The episode was co-written by the series creator Mitchell Hurwitz and Jim Vallely and directed by Raymie Muzquiz. It received generally mixed reviews from critics. According to the Nielsen ratings, it was watched by 4.20 million households in its original broadcast.

== Plot ==
Miracle celebrates the first day of spring by giving out flowers, but fails to realize that she is actually giving out hemlock, which ultimately puts Andrew in a coma. Because the staff's insurance does not cover "voluntary self-poisoning", Acting Principal Sue Sezno suggests they hold a school fair to raise money, advertising it as a "fair fair". Miracle tells Larry that tonight is the night her prophecy will come true. Larry challenges her spiritually-based life style by spending the night at the commune waiting for Miracle's birth star to align with Pluto. When the stars finally align, Larry is too busy trying to disprove Miracle's way of life that he does not notice that she is trying to kiss him. She runs away and throws away her fortune. Larry reads it and finds out that when Miracle's star is align with Pluto, she would receive a kiss from the greatest love of her life.
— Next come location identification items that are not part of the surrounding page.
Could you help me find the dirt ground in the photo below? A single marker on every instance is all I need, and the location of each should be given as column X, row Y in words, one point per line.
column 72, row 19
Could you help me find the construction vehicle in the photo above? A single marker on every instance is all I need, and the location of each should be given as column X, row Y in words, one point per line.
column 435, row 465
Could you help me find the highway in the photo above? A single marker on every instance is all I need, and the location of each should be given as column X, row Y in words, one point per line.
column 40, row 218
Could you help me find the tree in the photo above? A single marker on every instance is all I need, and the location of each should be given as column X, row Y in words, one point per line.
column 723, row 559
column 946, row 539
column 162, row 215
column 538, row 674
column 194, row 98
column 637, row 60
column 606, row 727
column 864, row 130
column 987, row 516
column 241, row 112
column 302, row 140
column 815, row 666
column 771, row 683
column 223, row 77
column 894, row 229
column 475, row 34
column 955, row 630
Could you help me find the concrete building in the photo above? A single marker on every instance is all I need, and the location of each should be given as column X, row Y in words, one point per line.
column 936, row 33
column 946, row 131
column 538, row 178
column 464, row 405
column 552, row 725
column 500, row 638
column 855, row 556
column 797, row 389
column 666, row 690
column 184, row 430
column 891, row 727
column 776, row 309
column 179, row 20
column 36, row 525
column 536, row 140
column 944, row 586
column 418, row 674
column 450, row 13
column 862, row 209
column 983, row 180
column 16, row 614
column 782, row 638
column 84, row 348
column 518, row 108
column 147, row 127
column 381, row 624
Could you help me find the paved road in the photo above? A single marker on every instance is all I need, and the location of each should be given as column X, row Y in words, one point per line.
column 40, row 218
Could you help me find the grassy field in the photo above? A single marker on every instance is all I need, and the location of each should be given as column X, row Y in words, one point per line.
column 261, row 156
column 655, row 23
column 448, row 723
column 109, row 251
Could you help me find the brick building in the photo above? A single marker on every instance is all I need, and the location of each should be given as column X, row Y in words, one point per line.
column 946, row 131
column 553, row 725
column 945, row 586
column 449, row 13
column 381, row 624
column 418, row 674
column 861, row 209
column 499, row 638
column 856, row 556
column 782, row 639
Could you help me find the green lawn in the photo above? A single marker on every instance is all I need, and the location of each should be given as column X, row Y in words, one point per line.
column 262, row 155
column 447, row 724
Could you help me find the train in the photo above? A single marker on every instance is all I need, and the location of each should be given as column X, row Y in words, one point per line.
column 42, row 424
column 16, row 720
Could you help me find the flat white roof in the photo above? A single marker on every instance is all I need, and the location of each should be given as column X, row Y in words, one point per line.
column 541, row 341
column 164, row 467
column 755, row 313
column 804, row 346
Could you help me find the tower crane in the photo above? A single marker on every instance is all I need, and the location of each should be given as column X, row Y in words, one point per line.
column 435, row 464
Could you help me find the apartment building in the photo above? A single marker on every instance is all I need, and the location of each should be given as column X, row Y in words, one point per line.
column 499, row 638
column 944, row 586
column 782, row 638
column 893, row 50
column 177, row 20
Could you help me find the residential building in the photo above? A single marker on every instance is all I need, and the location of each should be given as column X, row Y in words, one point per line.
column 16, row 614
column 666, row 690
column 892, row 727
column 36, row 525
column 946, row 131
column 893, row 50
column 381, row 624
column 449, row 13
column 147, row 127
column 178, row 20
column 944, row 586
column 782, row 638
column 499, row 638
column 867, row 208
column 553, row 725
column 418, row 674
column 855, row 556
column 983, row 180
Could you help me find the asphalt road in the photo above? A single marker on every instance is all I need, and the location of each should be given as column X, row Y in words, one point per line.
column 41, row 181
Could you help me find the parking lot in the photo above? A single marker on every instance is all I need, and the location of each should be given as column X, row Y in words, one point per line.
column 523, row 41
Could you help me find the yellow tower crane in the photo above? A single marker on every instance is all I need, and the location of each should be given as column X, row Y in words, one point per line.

At the fair, Miracle feels depressed and gives Ennis her baby Merch to babysit. The booth Miracle got her fortune from is delivered by a mysterious man and Larry plans on using to make Miracle believe in spirituality again. Meanwhile, Sue does the raffle for the German coffee maker, which she wins herself. Ennis admits that he lost Merch, which upsets Miracle. Outraged, Ennis takes a crystal ball and throws it at the ball toss, at which Sue falls into the tub of water. Andrew and Helen then notice a magnet in Sue's skirt, which indicates that Sue cheated for the coffee maker. Ennis gets some prizes in a booth, including Merch clinging onto a Pluto doll, and Miracle sees that her prophecy has come true and thanks Ennis with a hug. She says that it is still a magical world no matter what Larry says.

==Production==
"Miracle's Are Real" was co-written by the creator Mitchell Hurwitz and Jim Vallely and directed by Raymie Muzquiz. It was the second episode to be produced. The first episode had to be rewritten several times before the series was picked up by Fox. The series was picked up in May 2008, but production was halted only a month later due to a contract dispute between the writers and the production company, Sony Pictures. In July 2008, a compromise was reached and the writers returned to work. On April 17, 2009, TV Squad posted an early look on various elements in the series, including the content in "Miracle's Are Real". The article's writer noted that Jason Bateman and Will Arnett's characters interacted a lot more than in the pilot episode. The writer recalled it as "Michael/Gob magic", referring to Bateman and Arnett's characters on Hurwitz's previous series, Arrested Development.

==Reception==
In its original broadcast on April 26, 2009, "Miracle's Are Real" was watched by 4.20 million households, according to the Nielsen ratings, earning a 1.9 rating/5 share among viewers aged between 18 and 49, and a 2.1 rating/7 share among viewers between 18 and 34. The episode dropped in almost one million viewers from the pilot episode. "Miracle's Are Real" finished third in its timeslot in the 18-49 demographic, after Amazing Race and Extreme Makeover: Home Edition.

The episode received mixed reviews from television sources and critics. Kona Gallaghar of TV Squad, who liked the pilot episode more the second time, was not as impressed with "Miracle's Are Real". She concluded, "The main problem I have right now with Sit Down, Shut Up, is that even that simple plot-point is too deep for it. Maybe I'm expecting too much from an animated series, but is it wrong to want the characters to feel at least as real as their backgrounds?". Jonah Krakow of IGN gave the episode 7.3 out of 10 saying that "there's still plenty to like about this show even if this wasn't the strongest episode [..] I'm not worried about Sit Down, Shut Up's ability to create some classic television episodes because there's way too much talent involved. Steve Heisler of The A.V. Club graded the episode a C saying that "the major problem with this show is that there isn't a central character [...] Even Larry, the straight man of the bunch, plays second fiddle to the ambiguous sexual talk of Andrew, and the pathetic ball of sweat that is Willard. I need something, anything, to ground these shenanigans, of which there are many, many, many."